If you could make any changes to D, what would they look like?

harakim harakim at gmail.com
Sat Oct 30 08:53:21 UTC 2021


On Wednesday, 20 October 2021 at 09:47:54 UTC, SealabJaster wrote:
> Just for giggles, without pesky things like breaking changes; 
> rational thinking, logical reasoning behind the changes, etc.
>
> What interesting changes would you make to the language, and 
> what could they possibly look like?
>
> Here's a small example of some things I'd like.
>
> ```d
> import std;
>
> interface Animal
> {
>     void speak(string language);
> }
>
> struct Dog
> {
>     @nogc @nothrow @pure @safe
>     static void speak(string l)
>     {
>         // Pattern matching of some kind
>         // With strings this is just a fancy switch statement, 
> but this is the gist of it
>         match l with
>         {
>             "english" => writeln("woof"),
>             "french" => writeln("le woof"),
>             _ => writeln("foow")
>         }
>     }
> }
>
> struct Cat
> {
>     // Remove historical baggage. Make old attributes into `@` 
> attributes
>     @nogc @nothrow @pure @safe
>     static void speak()
>     {
>         writeln("meow")
>     }
> }
>
> // ? for "explicitly nullable"
> void doSpeak(alias T)(string? language)
> if(is(T == struct) && match(T : Animal)) // Match structs 
> against an interface.
> {
>     // immutable by default. ?? is the same as in C#
>     auto lang = language ?? "UNKNOWN";
>
>     // So of course we'd need a mutable keyword of some sort
>     mutable output = $"{__traits(identifier, T)} speaking in 
> {lang}"; // String interpolation
>     writeln(output);
>     T.speak(lang);
> }
>
> void main()
> {
>     doSpeak!Dog;
>     doSpeak!Cat; // Should be a compiler error since it fails 
> the `match` statement
> }
> ```

* I would probably choose a different syntax for templates.
* I would add ?. and ??
* I would work on the levels of strictness. D definitely does 
this better than any other language, but I have used it and found 
it wanting from time to time. Most projects start as a prototype 
and you don't need a lot of strict rules for that. For that you 
don't want type checking or method signature validation, you want 
a scripting language.

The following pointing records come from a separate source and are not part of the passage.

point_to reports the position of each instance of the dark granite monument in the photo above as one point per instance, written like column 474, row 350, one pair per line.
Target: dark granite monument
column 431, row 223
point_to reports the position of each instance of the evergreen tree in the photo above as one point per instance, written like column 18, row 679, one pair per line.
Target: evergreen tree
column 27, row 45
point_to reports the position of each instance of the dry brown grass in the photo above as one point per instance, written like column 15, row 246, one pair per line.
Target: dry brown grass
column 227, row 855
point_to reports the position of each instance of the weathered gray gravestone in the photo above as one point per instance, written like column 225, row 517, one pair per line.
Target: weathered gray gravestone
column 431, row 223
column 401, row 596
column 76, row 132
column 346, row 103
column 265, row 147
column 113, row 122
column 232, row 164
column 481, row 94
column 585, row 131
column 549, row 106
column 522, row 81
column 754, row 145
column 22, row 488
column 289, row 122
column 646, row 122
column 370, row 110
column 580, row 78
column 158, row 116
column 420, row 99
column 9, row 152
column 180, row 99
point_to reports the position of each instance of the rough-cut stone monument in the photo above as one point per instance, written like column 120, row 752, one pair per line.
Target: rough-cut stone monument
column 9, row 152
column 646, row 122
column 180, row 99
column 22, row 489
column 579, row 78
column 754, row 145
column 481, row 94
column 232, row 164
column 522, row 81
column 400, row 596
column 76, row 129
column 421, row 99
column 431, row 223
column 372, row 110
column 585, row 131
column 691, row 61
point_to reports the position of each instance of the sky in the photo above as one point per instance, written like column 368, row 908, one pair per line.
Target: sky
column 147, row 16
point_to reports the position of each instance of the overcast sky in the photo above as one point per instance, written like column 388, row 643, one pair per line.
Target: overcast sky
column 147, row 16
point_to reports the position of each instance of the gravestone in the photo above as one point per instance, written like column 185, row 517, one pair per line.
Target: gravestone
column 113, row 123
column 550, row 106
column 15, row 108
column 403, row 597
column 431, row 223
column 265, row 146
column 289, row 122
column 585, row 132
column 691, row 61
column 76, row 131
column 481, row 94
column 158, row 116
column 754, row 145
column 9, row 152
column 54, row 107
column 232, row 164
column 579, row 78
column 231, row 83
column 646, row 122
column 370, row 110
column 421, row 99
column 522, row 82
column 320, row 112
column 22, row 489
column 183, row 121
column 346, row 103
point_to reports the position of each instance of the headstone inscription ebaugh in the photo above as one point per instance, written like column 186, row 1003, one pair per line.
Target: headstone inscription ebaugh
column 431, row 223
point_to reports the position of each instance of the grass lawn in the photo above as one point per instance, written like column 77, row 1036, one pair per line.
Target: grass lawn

As you get going, you want to still move 
fast but you probably want a strongly-typed language and some 
other features. At some point, certain parts of the code, 
libraries or even whole programs can be battened down and you 
want features like compile-time guarantees and performance. I 
would say D is the leader in this for all the languages that I 
use, but I think it could have a little more room to grow and 
have better documentation.
* Possibly add something to help autocomplete. For example, in 
C#, extension methods get picked up by autocomplete. That is the 
advantage they have over normal methods.